Recently, we read about Mokshesh Sheth, a 24-year-old businessman and CA who gave up his successful life to become a Jain monk. He renounced everything worldly and embraced the path of monkhood.
Mokshesh, who passed CA in his first attempt, will be now known as ‘Karunapremvijay Jee’ told the media that he was really happy to leave behind his luxurious life.
In another incident, a 12-year-old Bhavya Shah from Surat embraced monkhood. He also became a Jain monk. He was also accustomed to luxury, being the son of Surat’s effluent Diamond merchant, Dipesh Shah.
As per reports, Bhavya took his last ride in his favourite car, a Ferrari and sported a sherwani and sunglasses during the public procession organised for him. He told the media that life was full of sins and he was happy his parents had taught him that. A few years ago, his elder sister had renounced the world as well.
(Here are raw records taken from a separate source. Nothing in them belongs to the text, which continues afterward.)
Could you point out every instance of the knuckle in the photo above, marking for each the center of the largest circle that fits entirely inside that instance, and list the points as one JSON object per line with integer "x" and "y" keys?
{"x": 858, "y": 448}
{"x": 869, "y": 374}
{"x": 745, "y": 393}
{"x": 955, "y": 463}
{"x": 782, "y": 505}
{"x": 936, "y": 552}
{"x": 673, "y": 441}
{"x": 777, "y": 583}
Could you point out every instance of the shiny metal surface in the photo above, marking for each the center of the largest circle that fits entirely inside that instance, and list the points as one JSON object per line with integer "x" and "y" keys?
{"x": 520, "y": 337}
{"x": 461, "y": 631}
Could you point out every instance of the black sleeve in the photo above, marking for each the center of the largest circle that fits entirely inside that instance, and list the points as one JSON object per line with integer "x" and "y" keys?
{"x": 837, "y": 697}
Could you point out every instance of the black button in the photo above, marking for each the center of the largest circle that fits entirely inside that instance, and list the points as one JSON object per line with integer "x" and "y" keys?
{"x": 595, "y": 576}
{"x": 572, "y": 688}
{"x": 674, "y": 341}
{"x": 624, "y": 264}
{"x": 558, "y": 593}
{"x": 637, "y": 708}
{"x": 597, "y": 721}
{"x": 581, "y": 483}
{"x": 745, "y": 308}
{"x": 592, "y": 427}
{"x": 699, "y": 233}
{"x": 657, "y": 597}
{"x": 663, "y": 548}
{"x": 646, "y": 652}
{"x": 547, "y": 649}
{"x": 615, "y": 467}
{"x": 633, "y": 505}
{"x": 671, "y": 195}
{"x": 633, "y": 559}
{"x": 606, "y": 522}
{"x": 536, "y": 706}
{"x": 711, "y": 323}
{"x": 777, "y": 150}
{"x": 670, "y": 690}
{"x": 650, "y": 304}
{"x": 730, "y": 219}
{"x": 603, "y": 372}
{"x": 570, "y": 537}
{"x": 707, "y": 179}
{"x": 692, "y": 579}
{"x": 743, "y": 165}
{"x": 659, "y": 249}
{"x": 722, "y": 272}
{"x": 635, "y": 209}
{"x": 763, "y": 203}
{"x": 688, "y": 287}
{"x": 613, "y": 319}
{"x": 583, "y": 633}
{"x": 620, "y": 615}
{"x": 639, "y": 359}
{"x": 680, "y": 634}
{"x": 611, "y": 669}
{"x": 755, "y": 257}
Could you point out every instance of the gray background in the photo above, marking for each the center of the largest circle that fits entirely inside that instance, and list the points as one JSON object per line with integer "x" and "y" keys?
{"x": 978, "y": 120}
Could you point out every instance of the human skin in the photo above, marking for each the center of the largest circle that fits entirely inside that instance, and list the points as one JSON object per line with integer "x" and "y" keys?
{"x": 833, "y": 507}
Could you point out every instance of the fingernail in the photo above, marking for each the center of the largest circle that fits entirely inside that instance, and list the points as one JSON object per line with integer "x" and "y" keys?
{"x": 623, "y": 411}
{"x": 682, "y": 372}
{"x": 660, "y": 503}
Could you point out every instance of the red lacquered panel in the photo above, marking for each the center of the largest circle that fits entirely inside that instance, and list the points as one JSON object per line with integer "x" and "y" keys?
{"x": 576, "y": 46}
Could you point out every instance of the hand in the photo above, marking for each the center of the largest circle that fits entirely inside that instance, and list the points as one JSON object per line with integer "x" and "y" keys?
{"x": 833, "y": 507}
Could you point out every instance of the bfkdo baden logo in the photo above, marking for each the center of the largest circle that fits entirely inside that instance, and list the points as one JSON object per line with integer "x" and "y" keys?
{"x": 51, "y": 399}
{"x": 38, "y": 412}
A 17-year old Varshil Shah had adopted monkhood last year from Ahmedabad. He was an extremely bright student who scored very well in his board exams, right after which he took ‘diksha’.
Why do you think people embrace monkhood?
It is not only in Jainism but also in various other religions that people give up all their worldly desires to find ‘God’.
An interesting thread on Quora started when a user asked about why people become monks or nuns. To which, a man who had turned a monk answered, ” I decided to become a monk after listening to Osho’s advice to the question,’I want to become a Monk but am afraid of the storm which will ensue around me.'”
Another user says, “To become a monk is not very different from becoming a chef or a scientist. Each of these requires letting go of ancillary distractions to focus on their chief vocation, to practise their craft so to speak. Only in the case of a monk, the vocation is that of penetrating the mysteries of existence without the distractions of life, an all-encompassing endeavour that demands an utter consecration.”
Someone thinks the reason why a person becomes a monk is to find the purpose of their existence.
But why really there arises a need for one to leave all their near and dear ones and go live with complete strangers who are all seeking something? Do you need to become a monk to seek God? Who really are monks? Are monks necessarily those who take on a new name, a new identity, new robes or can everyone be a monk in their own lives, as everyone is always seeking something?
Is monkhood a realisation that there is more to life than money, lust and fame? Or is monkhood and a plethora of rituals where you completely give up on everything worldly?
While we try to define monkhood and find out the reasons behind why are people adopting, it, an excerpt from a book called ‘Ikigai’ by Hector Garcia and Francesc Miralles comes handy.
The book says, ‘Siddhartha Gautama (Buddha) was born a prince of Kapilavastu, Nepal and grew up in a place, surrounded by riches. At sixteen, he married and had a child. Not satisfied by his family’s wealth, at twenty-nine he …ran away from the place to live as an ascetic. But it wasn’t ascetism that he was looking for; it didn’t offer the happiness and well-being he sought…He realized a wise person should not ignore life’s pleasures. A wise person can live with these pleasures but should always remain conscious of how easy it is to be enslaved by them.
Zeno Of Citium began his studies with Cynics. The Cynics also led ascetic lives, leaving behind all earthly pleasures…Seeing that Cynicism did not give him a sense of well-being, Zeno abandoned its teachings to found the school of Stoicism, which centers on the idea that there is nothing wrong with enjoying life’s pleasures as long as they do not take control of your life as you enjoy them.’
This could be one way of finding out your own ‘God’, your own ‘truth’, your own ‘purpose’. Is that why most of us really give up worldly pleasures? Can it be an escape for some of them, because of hurt, pain and various challenges? Can it be a corner of comfort for some of them who have not found a ‘home’?
Can a child, who is not old enough to drive, be old enough to take such a major decision?
I remember an incident from my own life. Every year, during Mahashivratri, a fair of Bhavnath is organised in Junagadh, Gujarat. All ascetics from across the country gather in huge numbers at the Bhavnath temple and in its surrounding areas. While walking through the streets where these ‘sadhus’ practically live for a few days, I came across a really young boy and ending up wondering, did he know what he was doing?
Maybe he does. Maybe some really know what they are doing when embracing monkhood. This is his picture:
It all boils down to one thing – monks and nuns look for a place to belong. They also look beyond what everyone is chasing. And to find a purpose of their existence on this planet, they become monks. Most of them. And how we define ‘monks’ and ‘nuns’, is up to us.